I’ve noticed the effect you are talking about in other films. But very fast shutter speed wouldn’t make sense as motion pictures are shot and projected at 24 frames per second. I think that would mean each individual frame can only always have a 48th of a second exposure. Half of the 24th of the second for the actual exposure and half for the next frame to be moved into the gate.

Something else must be going on to acheive the effect described.

If I’m not mistaken, this doesn’t matter. You can film a scene at say, 96 FPS, and with a fast shutter speed and wider aperature. Then you only use every fourth frame for the final film. What you get is the same fast movement without all of the blur. However, at that speed, you’d certainly need more light on the scene or faster film.

I’ll have to look it up.

A motion picture camera’s rotary disc shutter is an angle of a circle. The normal shutter angle is 180 degrees. Decreasing the shutter angle decreases motion blur, increasing the angle increases motion blur. The shutter in the beach battle scenes in Saving Private Ryan was set at 45 degrees.

I’m a professional cameraman, perhaps I can shed a bit of accurate light here.

The hand-held cameras used inside of the ring during the in-between, before and after fight shots as well as being used just outside of the ring during the fight sequences were high definition video cameras.

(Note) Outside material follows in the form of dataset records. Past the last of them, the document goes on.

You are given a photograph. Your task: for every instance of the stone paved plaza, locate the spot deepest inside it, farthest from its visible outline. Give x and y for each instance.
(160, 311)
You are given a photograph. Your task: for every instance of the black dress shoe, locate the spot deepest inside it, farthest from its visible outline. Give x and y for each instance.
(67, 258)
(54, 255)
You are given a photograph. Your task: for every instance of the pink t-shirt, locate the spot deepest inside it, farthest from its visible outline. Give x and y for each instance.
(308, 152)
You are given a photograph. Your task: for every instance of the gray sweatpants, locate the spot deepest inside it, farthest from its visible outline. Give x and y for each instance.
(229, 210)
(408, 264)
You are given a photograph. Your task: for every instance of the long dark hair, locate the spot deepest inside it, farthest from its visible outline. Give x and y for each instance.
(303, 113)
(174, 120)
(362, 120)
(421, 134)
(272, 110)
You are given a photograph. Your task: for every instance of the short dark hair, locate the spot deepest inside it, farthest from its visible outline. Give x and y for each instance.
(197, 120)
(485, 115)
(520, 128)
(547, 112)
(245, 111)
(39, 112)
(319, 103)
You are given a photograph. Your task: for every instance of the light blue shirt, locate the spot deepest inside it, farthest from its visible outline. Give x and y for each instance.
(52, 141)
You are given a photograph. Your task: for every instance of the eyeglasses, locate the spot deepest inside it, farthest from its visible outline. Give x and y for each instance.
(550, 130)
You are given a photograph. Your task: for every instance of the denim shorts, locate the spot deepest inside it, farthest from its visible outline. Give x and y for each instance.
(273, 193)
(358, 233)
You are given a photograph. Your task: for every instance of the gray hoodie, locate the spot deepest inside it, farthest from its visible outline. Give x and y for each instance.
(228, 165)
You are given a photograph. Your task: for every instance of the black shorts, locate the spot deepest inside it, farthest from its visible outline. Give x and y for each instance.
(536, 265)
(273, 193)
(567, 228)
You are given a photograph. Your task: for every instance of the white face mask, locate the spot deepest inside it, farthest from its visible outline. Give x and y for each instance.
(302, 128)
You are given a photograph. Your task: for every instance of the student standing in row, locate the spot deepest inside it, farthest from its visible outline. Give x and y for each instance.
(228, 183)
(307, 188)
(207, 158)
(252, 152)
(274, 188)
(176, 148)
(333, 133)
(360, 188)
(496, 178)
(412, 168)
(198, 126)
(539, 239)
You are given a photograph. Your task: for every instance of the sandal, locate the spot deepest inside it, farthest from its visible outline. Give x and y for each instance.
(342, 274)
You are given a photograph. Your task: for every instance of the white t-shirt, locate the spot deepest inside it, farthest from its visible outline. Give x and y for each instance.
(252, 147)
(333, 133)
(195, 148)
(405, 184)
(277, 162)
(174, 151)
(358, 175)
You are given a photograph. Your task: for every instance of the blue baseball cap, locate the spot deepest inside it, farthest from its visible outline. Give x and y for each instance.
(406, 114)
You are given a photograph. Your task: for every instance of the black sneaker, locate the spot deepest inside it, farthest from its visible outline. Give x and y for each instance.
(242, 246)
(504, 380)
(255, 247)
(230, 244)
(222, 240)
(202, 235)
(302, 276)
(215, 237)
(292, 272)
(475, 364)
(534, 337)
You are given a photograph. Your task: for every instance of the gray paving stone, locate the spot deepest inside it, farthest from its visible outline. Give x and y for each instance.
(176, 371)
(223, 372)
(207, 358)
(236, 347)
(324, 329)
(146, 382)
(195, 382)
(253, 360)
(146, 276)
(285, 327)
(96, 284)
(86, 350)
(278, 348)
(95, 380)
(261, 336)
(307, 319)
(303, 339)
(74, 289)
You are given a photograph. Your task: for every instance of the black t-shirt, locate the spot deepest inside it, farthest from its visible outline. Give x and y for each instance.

The rest of the film was shot with 35mm cameras supplied by Clairmont Camera in Los Angeles. ( No, it was most definitely not shot in Panavision )

It is unarguable that some of the hottest films of the year were not shot in film, but rather in High Definition. ( “Superman Returns”, etc. ).

The reason they jump out at you is because when cut right up against film footage, they have ( amongst other things ) different contrast ratios, knee, resolution and so on. Even though those shots were captured well and edited into the footage with no generational loss, the shots do jump out at the eye.

I saw the film last night, but will talk about that in the thread about the film.

What Walloon said about the shutter is essentially accurate. Film cameras either use a 180* half-circle shutter or a “butterfly” shutter that runs 90* segments separated by 90* of air. The 180 degree spinning shutter looks a lot like this, while it is not a traditional camera it may well be the largest spinning mirrored shutter every built ! OTOH, this close-up of an Arriflex 16mm film camera port ( scroll down to the image just above " Show a Friend " ) shows the “butterfly” shutter configuration I mentioned. Four 90* areas. Two are empty, two have mirrors. The ring spins in conjunction with the film passing through the gate.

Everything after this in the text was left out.